Talk:Analysis Node
From Working EDRM
Ssong 14:02, 3 March 2006 (PST)Sandra Song and Stannie Holt on behalf of H5, Inc.
Analysis – Techniques and Tools (Section 1: Search) General comment. The major problem with the existing discussion of collection analysis is its focus on ad hoc queries as the preferred approach to analyzing a document collection. Such approaches fail to provide the user with a stable partitioning of the collection into well-defined categories that can be used throughout the litigation process (deposition prep, motion practice, trial prep, etc.). In specifying industry standards for analytical techniques and tools, the focus should be on approaches that (a) ensure a close correspondence between the results of analysis and the requirements of the litigation team, (b) ensure that the analysis of collection meets acceptable performance standards with regard to both precision and recall, and (c) provide the litigation team with a stable partitioning of the collection that is robust enough to serve the full range of needs the litigation team will have throughout the litigation process.
1.3 Relevance Ranking The primary use case for relevance ranking is the situation in which an ad hoc query returns a very large set of documents, many of which are not relevant. While such result sets are the norm for the sorts of queries which the EDRM puts at the center of its approach to collection analysis, they are not the norm for approaches to collection analysis that give due attention to understanding the requirements of the litigation team and to measuring performance on the retrieval of target documents. When requirements are well-defined and performance well-tested, the problem that relevance ranking addresses (large amounts of irrelevant material in a result set) diminishes considerably – and therefore so does the value of relevance ranking.

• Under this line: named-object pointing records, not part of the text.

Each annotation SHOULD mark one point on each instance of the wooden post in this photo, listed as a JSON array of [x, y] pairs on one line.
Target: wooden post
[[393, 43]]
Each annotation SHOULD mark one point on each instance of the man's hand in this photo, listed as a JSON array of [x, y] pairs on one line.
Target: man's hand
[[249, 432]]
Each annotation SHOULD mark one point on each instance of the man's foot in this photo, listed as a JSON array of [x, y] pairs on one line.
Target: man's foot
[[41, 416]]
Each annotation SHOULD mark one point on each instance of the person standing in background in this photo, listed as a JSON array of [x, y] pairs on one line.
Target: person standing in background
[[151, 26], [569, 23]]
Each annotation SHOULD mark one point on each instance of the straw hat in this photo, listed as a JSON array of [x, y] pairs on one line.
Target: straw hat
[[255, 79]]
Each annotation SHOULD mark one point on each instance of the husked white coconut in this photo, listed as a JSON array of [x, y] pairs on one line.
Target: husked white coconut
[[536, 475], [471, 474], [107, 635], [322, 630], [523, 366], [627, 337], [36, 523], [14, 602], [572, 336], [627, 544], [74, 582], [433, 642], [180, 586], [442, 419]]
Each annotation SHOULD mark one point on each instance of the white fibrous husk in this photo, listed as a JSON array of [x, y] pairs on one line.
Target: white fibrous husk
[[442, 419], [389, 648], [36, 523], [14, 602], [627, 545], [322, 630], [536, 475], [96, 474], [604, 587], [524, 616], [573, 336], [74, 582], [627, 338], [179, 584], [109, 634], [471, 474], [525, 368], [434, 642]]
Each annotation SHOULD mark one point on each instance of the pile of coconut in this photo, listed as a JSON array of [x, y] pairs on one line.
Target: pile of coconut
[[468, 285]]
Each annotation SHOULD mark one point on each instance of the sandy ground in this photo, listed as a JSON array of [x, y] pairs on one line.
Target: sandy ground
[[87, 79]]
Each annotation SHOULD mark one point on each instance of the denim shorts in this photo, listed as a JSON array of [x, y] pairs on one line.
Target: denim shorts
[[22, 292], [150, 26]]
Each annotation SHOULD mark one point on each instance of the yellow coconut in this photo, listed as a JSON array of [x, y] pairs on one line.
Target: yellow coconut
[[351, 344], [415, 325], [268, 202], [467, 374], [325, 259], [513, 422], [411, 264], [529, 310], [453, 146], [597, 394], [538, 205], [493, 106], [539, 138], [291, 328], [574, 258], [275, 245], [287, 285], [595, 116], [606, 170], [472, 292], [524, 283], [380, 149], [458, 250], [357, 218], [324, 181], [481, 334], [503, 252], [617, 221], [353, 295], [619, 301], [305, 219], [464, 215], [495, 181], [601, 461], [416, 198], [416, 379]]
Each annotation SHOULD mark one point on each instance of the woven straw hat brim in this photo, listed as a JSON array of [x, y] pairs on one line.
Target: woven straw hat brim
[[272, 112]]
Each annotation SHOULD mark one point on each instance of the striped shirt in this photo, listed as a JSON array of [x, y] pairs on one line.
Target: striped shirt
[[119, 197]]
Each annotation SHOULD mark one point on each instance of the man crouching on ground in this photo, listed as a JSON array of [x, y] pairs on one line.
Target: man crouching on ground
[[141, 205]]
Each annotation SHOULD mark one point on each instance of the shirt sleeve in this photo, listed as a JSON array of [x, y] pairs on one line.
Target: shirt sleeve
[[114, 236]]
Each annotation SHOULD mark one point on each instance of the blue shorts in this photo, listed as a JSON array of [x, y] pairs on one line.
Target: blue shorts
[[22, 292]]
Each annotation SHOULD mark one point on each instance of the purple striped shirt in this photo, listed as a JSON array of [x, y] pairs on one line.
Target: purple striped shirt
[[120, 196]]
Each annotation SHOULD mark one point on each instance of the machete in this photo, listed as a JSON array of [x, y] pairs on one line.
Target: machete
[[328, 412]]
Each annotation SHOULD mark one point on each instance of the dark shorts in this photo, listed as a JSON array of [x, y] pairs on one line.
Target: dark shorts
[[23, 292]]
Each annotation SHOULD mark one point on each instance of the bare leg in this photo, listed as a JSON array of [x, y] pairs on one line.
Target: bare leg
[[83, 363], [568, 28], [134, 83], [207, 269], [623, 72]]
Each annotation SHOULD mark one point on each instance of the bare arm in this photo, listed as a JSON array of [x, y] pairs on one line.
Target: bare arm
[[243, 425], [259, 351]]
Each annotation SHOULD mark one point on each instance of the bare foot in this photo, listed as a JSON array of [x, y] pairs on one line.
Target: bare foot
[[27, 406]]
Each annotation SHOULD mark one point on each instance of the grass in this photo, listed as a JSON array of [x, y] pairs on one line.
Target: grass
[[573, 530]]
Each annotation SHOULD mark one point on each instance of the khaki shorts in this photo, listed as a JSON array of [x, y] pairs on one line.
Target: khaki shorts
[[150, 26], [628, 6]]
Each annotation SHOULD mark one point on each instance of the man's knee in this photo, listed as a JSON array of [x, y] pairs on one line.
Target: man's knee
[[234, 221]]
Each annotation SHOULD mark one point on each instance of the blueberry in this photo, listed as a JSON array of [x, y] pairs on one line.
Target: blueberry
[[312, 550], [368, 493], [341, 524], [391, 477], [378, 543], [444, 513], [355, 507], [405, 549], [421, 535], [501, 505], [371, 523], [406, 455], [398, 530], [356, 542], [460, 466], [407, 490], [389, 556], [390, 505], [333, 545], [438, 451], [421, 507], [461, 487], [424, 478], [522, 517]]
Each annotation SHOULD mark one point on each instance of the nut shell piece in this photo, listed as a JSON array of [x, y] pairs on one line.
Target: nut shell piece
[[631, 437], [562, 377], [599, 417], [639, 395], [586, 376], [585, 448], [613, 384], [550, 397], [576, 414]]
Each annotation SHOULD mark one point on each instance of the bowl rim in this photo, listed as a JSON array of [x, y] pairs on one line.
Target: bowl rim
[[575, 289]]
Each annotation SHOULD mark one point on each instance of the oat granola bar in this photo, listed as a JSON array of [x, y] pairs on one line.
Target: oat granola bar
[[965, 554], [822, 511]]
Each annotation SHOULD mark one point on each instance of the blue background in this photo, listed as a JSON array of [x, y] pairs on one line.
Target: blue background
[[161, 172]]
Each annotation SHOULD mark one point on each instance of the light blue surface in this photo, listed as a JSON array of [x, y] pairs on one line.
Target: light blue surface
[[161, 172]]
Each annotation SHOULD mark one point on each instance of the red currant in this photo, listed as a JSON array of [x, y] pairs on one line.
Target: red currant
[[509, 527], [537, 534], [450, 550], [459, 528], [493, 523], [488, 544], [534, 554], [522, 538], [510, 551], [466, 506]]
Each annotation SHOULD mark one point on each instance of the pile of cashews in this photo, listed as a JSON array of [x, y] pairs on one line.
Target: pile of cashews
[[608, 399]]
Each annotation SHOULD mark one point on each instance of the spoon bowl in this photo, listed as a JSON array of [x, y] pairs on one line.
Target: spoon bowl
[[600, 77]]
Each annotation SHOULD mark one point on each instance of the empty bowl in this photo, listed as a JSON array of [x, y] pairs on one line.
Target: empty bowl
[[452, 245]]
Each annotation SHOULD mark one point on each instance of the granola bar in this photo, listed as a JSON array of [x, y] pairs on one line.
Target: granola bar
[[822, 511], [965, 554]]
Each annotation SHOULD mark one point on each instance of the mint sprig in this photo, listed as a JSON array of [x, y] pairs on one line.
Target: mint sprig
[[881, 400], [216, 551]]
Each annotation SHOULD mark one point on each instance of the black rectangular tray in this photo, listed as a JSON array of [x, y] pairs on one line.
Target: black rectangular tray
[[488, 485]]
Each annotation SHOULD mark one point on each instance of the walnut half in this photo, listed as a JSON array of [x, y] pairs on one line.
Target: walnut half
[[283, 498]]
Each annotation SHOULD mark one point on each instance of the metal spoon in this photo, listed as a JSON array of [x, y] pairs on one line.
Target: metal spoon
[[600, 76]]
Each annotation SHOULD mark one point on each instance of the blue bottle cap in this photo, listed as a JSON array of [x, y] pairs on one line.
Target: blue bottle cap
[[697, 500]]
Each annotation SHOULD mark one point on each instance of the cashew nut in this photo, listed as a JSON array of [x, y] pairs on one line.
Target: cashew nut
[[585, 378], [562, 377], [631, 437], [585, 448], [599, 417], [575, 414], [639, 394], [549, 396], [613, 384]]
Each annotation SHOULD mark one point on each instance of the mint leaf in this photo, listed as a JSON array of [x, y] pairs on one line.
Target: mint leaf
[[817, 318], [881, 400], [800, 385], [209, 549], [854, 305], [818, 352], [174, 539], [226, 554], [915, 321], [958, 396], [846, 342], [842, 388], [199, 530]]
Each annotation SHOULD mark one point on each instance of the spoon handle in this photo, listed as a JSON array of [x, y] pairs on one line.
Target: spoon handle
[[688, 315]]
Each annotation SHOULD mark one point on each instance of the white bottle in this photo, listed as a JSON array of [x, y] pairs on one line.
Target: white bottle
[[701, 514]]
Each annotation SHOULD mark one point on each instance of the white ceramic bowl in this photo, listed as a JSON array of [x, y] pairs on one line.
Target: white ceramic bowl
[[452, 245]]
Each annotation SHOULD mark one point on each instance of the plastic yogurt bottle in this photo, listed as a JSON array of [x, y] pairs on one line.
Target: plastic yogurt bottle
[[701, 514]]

1.5 Sorting Random selection functionality. An effective document management and analysis tool should have a random selection functionality, i.e., provide the user with the ability to make a random selection of a user-specified number of documents from either the full population or from the result sets of particular queries. Random selection functionality will enable users to collect data needed for statistically valid testing of query performance.
1.8 Benchmarking [a new section we propose adding] To ensure that analysis is on target, search performance needs to be measured and benchmarked in both precision and recall dimensions, using open standards such as NIST protocols. Ideally, the search technique should provide its own statistically valid benchmarking during the document review process, so that those supervising the review process can get feedback in time to adapt their queries to evolving case issues.
Analysis – Pitfalls to Avoid (This section is not numbered, but the following heading is 3rd on the bulleted list of sub-sections)
Incorrect Understanding of Discovery Tools Operators also need to understand that search tools can be highly effective in tasks such as reducing extremely large document sets to more manageable sizes, or classifying results by desired dimensions (such as topic, date, sender, or frequency that search strings appear). However, they are limited in their capacity to make sound judgments of relevance. The documented performance limitations of these technologies, and the context and constraints within which they operate, are often non-technological and must be considered independently of the search technology used.
First, even expert users reach only moderate levels of accuracy with currently available search tools. This is in large part because keywords and “concepts” are generally poor indicators of relevance. Numerous academic studies show that, at practicable levels of usage, even the most advanced search tools, used by expert searchers on a relatively small collection, miss 50% or more of the documents that human review would have assessed to be relevant.
Second, search software can’t tell reviewers whether or not they clearly understand what the lead litigator is looking for, notify them when they are inconsistent in their assessment of documents, or apprise attorneys of the actual performance of the overall review.
As a result, too heavy a reliance on search software may only increase the yield of documents that ultimately are not relevant. This opens the door to higher costs, for analyzing irrelevant documents; exposure to risk, from failure to retain, find, or produce needed documents; and delays in time-to-completion.